DNS resolution over OpenVPN: TCP vs UDP
-
Hi all,
I am in a situation where I need to test the viability of a UDP connection as well as a TCP connection to my pfsense system using OpenVPN. I have setup one server entry for each, with identical settings (as far as I can tell). Both connections seem to connect and function, with the exception of DNS resolution. For some reason, the UDP connection allows dns resolution, while the tcp connection only lets me access nodes using the IP address.

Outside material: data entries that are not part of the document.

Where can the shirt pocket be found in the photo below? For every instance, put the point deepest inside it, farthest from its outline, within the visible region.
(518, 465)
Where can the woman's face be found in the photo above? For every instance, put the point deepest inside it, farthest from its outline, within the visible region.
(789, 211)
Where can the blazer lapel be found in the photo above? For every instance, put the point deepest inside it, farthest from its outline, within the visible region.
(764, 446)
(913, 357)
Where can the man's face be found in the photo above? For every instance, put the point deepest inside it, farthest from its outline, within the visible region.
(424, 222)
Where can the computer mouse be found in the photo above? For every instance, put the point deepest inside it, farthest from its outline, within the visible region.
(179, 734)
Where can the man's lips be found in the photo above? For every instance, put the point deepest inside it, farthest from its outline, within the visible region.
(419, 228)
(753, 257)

I am hoping there is something simple I am missing. Any suggestions as to why TCP would not allow dns resolution while UDP does would be appreciated.
Thanks
mdecou
-
could you post some configuration? I'm running openvpn over tcp/443 and i don't have any issues with dns resolution. Have you added your openvpn network to your dns servers access list?
-
I run openvpn over tcp as well, there is no issues with dns resolution.. You have a typo maybe in your dns server your handing out or you have a firewall rule? Do a query from your client.. Does pfsense see it, does it log a block? You sure your even connected to the vpn ;)
-
Hi!
I have the same issue.
My server has 443 TCP open port only.
I installed OpenVPN via TCP and I have the DNS issue.
I ran "tcpdump -n -i tun0 port 53" and I see that server sends dns requests but they don't get back to the client. -
@greywolf could this be mtu/mss issue when tje connection is over TCP?